Back to stories

Top 8 Insights: Menlo Loves Marketplaces

June 3, 2014

The meteoric rise of several iconic marketplaces in just a few short years has ushered us into the midst of an unprecedented era of the Right Now Economy. When marketplaces work, it results in a win-win-win for buyers and suppliers, entrepreneurs and investors, and the business and broader economy. Previously underutilized assets like homes, cars, hotel rooms, and even human capital can now be allocated and aggregated with the touch of a finger thanks to the proliferation of mobile devices and the powerful economics they enable for consumers and providers alike.

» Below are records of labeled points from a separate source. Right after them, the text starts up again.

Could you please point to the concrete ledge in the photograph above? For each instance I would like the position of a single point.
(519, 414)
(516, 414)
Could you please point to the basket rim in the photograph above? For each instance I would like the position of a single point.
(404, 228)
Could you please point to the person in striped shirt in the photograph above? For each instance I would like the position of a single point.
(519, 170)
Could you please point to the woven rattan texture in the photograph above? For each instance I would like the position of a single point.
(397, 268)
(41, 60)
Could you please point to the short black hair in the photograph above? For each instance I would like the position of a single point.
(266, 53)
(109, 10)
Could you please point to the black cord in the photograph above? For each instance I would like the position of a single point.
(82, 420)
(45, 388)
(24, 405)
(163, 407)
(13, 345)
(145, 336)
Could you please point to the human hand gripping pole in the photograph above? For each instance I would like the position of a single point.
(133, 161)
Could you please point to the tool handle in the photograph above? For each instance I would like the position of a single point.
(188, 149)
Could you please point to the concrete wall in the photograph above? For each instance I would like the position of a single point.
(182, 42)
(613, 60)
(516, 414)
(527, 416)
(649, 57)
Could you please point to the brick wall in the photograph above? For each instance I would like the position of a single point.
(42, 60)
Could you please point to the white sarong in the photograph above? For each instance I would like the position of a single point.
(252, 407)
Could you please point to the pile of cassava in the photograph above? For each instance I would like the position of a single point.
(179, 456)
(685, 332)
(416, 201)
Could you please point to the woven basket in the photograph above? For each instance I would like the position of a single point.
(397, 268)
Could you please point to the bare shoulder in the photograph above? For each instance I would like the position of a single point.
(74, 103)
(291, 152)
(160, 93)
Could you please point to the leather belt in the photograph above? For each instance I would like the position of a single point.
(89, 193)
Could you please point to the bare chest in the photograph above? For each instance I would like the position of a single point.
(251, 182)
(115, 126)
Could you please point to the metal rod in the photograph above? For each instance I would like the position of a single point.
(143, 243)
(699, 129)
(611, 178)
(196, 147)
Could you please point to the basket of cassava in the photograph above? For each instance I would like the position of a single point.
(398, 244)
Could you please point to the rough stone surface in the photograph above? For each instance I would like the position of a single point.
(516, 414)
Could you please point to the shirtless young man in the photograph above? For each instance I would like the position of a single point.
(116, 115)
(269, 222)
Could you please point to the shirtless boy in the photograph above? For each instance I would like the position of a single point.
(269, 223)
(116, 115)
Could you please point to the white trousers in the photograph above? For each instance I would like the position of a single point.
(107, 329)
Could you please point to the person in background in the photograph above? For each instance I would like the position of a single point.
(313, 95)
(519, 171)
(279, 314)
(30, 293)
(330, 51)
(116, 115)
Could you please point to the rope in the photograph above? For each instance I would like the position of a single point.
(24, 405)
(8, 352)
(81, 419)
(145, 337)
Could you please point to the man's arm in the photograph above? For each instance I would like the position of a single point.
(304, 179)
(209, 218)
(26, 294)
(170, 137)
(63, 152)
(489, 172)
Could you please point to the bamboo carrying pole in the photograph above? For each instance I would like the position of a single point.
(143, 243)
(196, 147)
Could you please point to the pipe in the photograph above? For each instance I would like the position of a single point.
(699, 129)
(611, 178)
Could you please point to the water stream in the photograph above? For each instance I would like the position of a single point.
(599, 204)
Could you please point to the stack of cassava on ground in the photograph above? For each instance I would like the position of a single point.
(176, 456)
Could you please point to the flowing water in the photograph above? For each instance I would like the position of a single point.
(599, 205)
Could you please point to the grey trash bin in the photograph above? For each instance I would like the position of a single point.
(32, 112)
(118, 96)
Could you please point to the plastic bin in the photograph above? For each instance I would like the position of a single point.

At Menlo, we believe the next 1,000,000 jobs will be enabled by the next generation of marketplaces that have unbundled traditional value chains now captured by a rising middle class and delighted customers. More jobs are just one of many exciting byproducts of a successful marketplace, which can unlock untold value through nascent shadow markets, higher wages, and fixed asset utilization. We’ve uncovered many of these common threads after investing heavily in developing deep sector expertise through board experience and proprietary research, so we wanted to share our excitement and thoughts with the community about Menlo’s love for marketplaces and commitment to investing in the space.

Our work culminated in Menlo Loves Marketplaces, an event that gathered more than 100 top marketplace executives at The Battery in San Francisco for two panels about the trends, opportunities, and challenges facing entrepreneurs scaling businesses in the marketplace sector today.

Household names like Uber and Airbnb were a popular topic of conversation amongst attendees, but our esteemed panelists stole the show with profound insights and sound bites on how they scaled their businesses successfully:

1. Fake the chicken

When oDesk started, the team manually matched workers with jobs, even though oDesk appeared to be an automated system.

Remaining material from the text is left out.